Sometimes a benchmark has some warmup before it reaches a steady state, or has multiple iterations that we would like to separate out (like single web server requests), and we would like to instrument only specific parts of the benchmark. With the default callgrind mode, this is not possible: it starts profiling at process start and ends at process end. It’s possible to pass --instr-atstart=no, but then you need to figure out how to start it at some point.

Module surface area

Skybison and Cinder both have a _valgrind module that allows fine-grained control over Callgrind instrumentation. It contains four helper functions:

  • callgrind_start_instrumentation, to start profiling
  • callgrind_stop_instrumentation, to stop profiling
  • callgrind_dump_stats, to dump all the profile data gathered between a
  • callgrind_zero_stats, to zero out the counters

We can add calls to these functions inside our benchmarks (like in our small Django benchmark) to get better visibility. With this, we get cg.0, cg.1, etc for each request.

I am wondering if CPython would like this module to be upstreamed.

Implementation details

We need to either vendor Valgrind headers or make this an optional module that uses system Valgrind headers (if available). Cinder and Skybison have chosen to vendor Valgrind headers.

Here are the Valgrind headers and _valgrind extension module in Cinder.

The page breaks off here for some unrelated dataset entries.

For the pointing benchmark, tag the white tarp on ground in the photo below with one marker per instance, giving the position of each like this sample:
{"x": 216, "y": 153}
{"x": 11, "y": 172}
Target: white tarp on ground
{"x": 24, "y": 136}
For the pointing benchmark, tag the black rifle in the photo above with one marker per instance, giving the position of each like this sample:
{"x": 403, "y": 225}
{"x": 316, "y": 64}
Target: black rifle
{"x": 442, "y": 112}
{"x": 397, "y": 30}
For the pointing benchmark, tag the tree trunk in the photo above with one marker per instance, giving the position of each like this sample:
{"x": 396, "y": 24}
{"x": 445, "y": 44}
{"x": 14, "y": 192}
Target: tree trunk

Here’s what the use in the Django benchmark looks like.

Does it need to be used in situations where it couldn’t be installed specifically?

Alternatively, are there competing implementations that don’t work well together (or are unnecessary duplication) where we ought to pick a winner?

Finally, does it rely on access to CPython’s internals in a way that can’t be covered by public APIs?

I think these are the main reasons we’d adopt a module into the stdlib there days, and I suspect this doesn’t meet the bar. Though if it’s being used by multiple alternative implementations who directly use the stdlib without modification, then, perhaps…

Maybe it makes more sense to be included with Callgrind? Should only take a PYTHONPATH setting to make it importable, which also doubles as an “am I running under instrumentation” test, and there shouldn’t really be anything wrong with Callgrind updating PYTHONPATH itself to make it transparent.


Probably not. I published a PyPI package in the meantime.

No, to all of the above. I could imagine some cases where access to CPython internals might be helpful (like if we want to separate managed and native code, for example), but as described above, no.

Huh. Hadn’t thought about that. I think it would probably need to meet some high usage bar for a Python-specific thing to be included in Valgrind, but that’s just speculation on my part.

Thanks for the comments.


1 Like

For me, it perfectly makes sense to maintain such module as a 3rd party project. If tomorrow it requires a feature hidden in Python internals, we can add a private function, or even a public function, if needed.


Thanks for the feedback, @steve.dower and @vstinner !